The COVID-19 pandemic was a time for unity — and it was, for a time — but Trudeau, hungry for a majority government, eventually used it to polarize and divide Canadian society. He attacked the small minority of unvaccinated Canadians, attempting to inflame anger against them and anyone who erred on the side of freedom over even more restrictive mandates — that is, the Conservatives.

Foreign relations, too, call for unity — but we don’t have it. To frame the Conservatives as disloyal and anti-Ukraine, Trudeau wove climate politics into his renewed trade deal with the embattled country. When the Opposition — which firmly supports Ukraine — predictably spoke out against the frivolous green clauses added to the trade agreement, Trudeau was quick to accuse them of supporting Russian President Vladimir Putin.

And now, post-October 7, Trudeau toys with Canada’s historically friendly relationship with Israel by slapping trade bans on Canadian weapons destined for the country and angling his party toward recognizing Palestinian statehood without a negotiated settlement between Israelis and Palestinians — a stark departure from Canada’s historic stance on the issue. On this front, he’s limited his attacks against Poilievre — but only as long as his poll numbers call for doing so.
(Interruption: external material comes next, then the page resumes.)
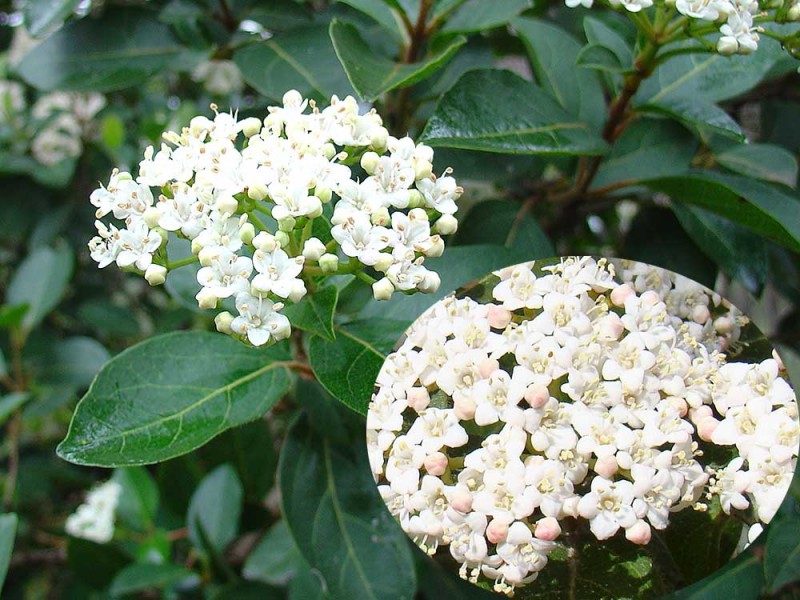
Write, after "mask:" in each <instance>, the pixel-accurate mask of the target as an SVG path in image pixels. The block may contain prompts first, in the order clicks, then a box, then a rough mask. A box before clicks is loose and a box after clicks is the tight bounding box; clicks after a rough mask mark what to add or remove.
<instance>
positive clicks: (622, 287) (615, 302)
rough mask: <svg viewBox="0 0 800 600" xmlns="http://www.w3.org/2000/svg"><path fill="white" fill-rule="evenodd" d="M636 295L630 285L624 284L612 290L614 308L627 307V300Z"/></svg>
mask: <svg viewBox="0 0 800 600" xmlns="http://www.w3.org/2000/svg"><path fill="white" fill-rule="evenodd" d="M634 294H636V291H635V290H634V289H633V288H632V287H631V286H630V284H627V283H625V284H623V285H621V286H619V287H616V288H614V289H613V290H611V303H612V304H613V305H614V306H625V300H627V299H628V298H629V297H630V296H633V295H634Z"/></svg>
Expect all this to get worse in November if Republican presidential candidate Donald Trump wins the United States election. While Canada’s relationship with the U.S. is probably our most important, it’s also a great beating stick for the Liberals to use against the Conservatives. Trudeau has attacked Trump numerous times because it serves him well, electorally, to conflate the former U.S. president with Canadian Conservatives.

The throughline of Trudeau’s decision-making is easy to see. No matter what’s at stake — whether it be long-term international goodwill or the integrity of our own democracy — he’s willing to put politics over problem-solving if it’s at all possible. He doesn’t serve Canadians. He serves himself, at their cost.